As private doctors go on strike, patient load goes up at govt hospitals in Mumbai

On Monday evening, protesting doctors in Kolkata withdrew their strike after an hour-long meeting with Chief Minister Mamata Banerjee. In Maharashtra, similar protests were organised since last week in support of the doctors in Kolkata. (Photo: Reuters)

Written by Angela Mathew

WITH MANY private hospitals and doctors on a token strike on Monday to protest against the assault on a Kolkata doctor, government hospitals saw a slight surge in patients visiting their out-patient department (OPD).

At Nair Hospital, patients waited outside the OPD for an average of two hours on Monday. Varshika Naik waited for nearly four hours with her two-year-old son Nihal, who was suffering from fever since Sunday night. I went to Jaslok hospital first, and since their OPDs were shut, I came to Nair, Naik said.

Byculla resident Sushil Gawande (55), who was suffering from an ear infection, first went to Masina hospital in Byculla, then three nursing homes, before going to Nair hospital. I was unaware that the doctors are on strike in private hospitals, said Gawande, a taxi driver.

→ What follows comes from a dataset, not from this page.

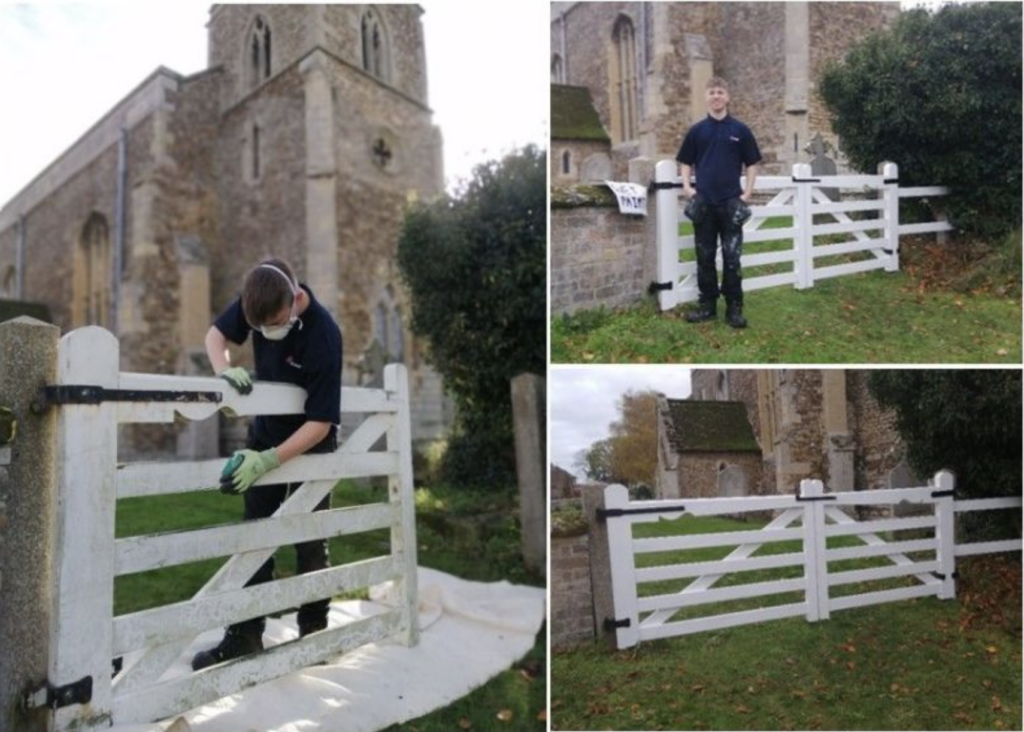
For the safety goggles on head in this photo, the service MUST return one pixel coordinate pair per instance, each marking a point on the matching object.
(279, 333)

A doctor at Nair hospital said they were trying to see as many patients as possible with available resources.

The situation in J J Hospital was similar. Children and elderly patients were especially affected by the long queues. Roshni Waingankar (6) who was suffering from diarrhoea stood dehydrated, as her mother Amrita waited for their turn. She is suffering from loose motions. We tried reaching out to our private doctor but he was not there, Amrita said.

According to Dr Ajay Chandanwale, dean of J J Hospital, on Monday, the hospital recorded 3,350 patients in its OPD. Usually we see 100 to 200 less than that. But the patient load was managed by our staff, he said.

On Monday evening, protesting doctors in Kolkata withdrew their strike after an hour-long meeting with Chief Minister Mamata Banerjee. In Maharashtra, similar protests were organised since last week in support of the doctors in Kolkata.

Such violent acts in the workplace will no longer be tolerated by the medical community. Every doctor in the state is supporting this protest and the government must take action. This must begin with the proper implementation of the Maharashtra Medicare Service Persons and Medicare Service Institutions Act, 2010, said Dr Mukesh Gupta, president of the Association of Medical Consultants (AMC).